Elsewhere, Fairfax's Elizabeth Knight wonders what Virgin Blue will do about its latest computer stuff ups: "It is believed Virgin Blue is looking at legal avenues to recover some of the damage to its cash flow from the collapse of the booking system from the company that installed it, Accenture's Navitaire. Exactly how much success Virgin could have winning damages will depend on the nature of the contract it has with Navitaire. The damage to the Virgin brand will be far harder to assess. A few years back when Qantas suffered a run of industrial relations and mechanical safety issues resulting in a major run of flight cancellations over a month, its reputation was badly battered.
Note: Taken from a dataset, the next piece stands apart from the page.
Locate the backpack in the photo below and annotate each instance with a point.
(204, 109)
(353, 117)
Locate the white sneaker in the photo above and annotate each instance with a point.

However the customer memories faded pretty quickly."
As the Australian dollar traded around a two-year high this morning at over 97.60 USc, the Australian Financial Review reported "The federal government fears the high Australian dollar and growing currency imbalances could damage the budget outlook, making it more difficult to achieve a surplus by 2012-13." The paper also pointed out that "The IMF has cut its forecast for world economic growth next year, highlighting the risks to the global recovery that the Reserve Bank of Australia cited this week after unexpectedly leaving interest rates on hold." And Australian growth is estimated at 3 per cent this year and 3.5 per cent in 2011, with China's growth forecast at more than 10 per cent this year and 9.6 per cent in 2011.